INK RUNS DEEP
Beneath the yellow-washed iron arches of Blackreach’s railway streets, a new generation is sharpening their craft—not with steel, but with ink.
They are the apprentices.
Barely out of trade-school age but already fluent in pigment and pain, these young inksmiths are earning their stripes one shaky line at a time. And in Blackreach, the margin for error is razor-thin. Here, tattoos are currency. Reputation is stitched into skin. Every line drawn is a line you live or die by.
"You don’t just learn the craft—you survive it."
—Rheez, senior inksmith and former apprentice, now mentor at The Needleworks Forge
✹ Where Steel Meets Skin
Apprenticeships in Blackreach aren’t handed out. They're won.
Each apprentice must first be vouched for by a working inksmith—usually a blood relative, close contact, or someone they’ve impressed through boldness, skill, or sheer audacity. Once accepted, they begin the slow grind: scrubbing floors, fixing needles, restocking pigments, and eventually, earning their right to put ink to flesh.

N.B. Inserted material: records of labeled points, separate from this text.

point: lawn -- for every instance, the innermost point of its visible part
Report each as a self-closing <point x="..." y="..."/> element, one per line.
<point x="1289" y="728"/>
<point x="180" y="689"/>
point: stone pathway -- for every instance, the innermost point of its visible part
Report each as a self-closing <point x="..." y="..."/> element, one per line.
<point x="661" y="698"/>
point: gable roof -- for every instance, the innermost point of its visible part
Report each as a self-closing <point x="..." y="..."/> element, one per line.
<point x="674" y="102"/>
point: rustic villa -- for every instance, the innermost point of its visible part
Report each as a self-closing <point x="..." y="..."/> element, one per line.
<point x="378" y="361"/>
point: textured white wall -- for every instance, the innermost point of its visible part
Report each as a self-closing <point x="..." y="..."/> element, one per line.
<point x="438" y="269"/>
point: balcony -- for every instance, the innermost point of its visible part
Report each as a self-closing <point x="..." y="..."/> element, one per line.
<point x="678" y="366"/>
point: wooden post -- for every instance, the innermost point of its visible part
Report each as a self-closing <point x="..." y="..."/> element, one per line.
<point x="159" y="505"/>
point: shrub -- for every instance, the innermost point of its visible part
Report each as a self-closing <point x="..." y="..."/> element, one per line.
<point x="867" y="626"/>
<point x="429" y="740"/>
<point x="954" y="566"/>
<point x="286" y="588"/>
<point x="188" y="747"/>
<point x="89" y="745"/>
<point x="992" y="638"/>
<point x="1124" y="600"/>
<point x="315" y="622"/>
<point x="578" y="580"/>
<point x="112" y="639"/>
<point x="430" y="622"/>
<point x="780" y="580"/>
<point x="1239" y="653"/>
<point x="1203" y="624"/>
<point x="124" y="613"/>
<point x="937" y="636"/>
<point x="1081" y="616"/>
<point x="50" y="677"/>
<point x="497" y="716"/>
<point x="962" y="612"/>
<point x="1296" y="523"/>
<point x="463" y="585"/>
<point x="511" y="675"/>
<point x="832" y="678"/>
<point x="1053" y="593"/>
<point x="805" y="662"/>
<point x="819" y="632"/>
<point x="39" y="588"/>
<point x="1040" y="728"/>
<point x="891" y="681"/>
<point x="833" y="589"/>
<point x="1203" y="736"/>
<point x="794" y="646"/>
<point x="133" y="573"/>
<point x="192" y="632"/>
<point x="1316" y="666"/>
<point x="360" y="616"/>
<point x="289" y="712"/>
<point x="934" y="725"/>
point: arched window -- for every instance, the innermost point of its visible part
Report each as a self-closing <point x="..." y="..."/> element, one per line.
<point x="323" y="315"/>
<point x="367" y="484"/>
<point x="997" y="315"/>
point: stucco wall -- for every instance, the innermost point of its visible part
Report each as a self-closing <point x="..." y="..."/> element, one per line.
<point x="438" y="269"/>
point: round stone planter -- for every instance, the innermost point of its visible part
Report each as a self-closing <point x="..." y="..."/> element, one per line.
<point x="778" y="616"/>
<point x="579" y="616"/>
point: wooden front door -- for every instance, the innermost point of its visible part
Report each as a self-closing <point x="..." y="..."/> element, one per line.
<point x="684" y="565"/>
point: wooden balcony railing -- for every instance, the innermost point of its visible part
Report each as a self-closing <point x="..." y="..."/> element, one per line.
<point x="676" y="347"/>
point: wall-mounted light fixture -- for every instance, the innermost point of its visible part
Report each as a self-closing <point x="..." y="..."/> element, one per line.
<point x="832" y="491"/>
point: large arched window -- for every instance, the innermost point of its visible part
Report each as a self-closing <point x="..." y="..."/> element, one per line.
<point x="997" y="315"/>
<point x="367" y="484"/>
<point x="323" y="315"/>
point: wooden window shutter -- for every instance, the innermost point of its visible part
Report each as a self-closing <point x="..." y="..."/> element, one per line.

No digital stencils. No auto-guides. Just steady hands, calibrated machines, and nerves of copper.
✹ The Rite of the First Mark
Every apprentice in Blackreach undergoes the First Marking. It's tradition. You can’t ink someone else until you’ve tattooed yourself.
It's not ceremonial—it’s brutal. Most do it alone, after hours, using scavenged coils and worn gloves. The design doesn’t matter. What matters is that it's yours—and that it hurts.
"If you can't mark your own skin, you’ve got no business marking someone else’s."
—From the Blackreach Inksmith Codex, Rule #2
✹ Ink Families & Rust Bonds
Many shops operate like mini-families, adopting their apprentices into tight, loyal circles. They're bonded not just by ink but by survival. The power may be in the hands of the Syndicate, but the respect of the streets is often carved from the hands of Blackreach’s inksmiths.
Some apprentices never make it. Some crack under pressure. But those who do make it—those who grind until the lines are clean and the machines obey their rhythm—emerge with not just skill, but status.
✹ Apprentices to Watch
Jaxen Vale – Known for his ultra-fine linework using salvaged watch springs. Said to have tattooed a full biomech forearm in under an hour—with no blood drawn.
Meela Ashforge – Her freehand designs look like machinework. Her precision earned her a slot with Guildmaster Thorn in less than one cycle.
Draz – Quiet. Works in silence. Specializes in backpieces that take weeks. Rumor says his ink carries hidden tech.
✹ Respect the Apprentices
So next time you pass through Blackreach and spot a young ink-runner hunched over a wrist, focused, sweating, unaware of the chaos around them—don’t mock their tremble. That’s the future.
They’re not just learning a trade.
They’re mastering an art that defines identity, power, and legacy on Kovari Island.
And in Blackreach, legacy is everything.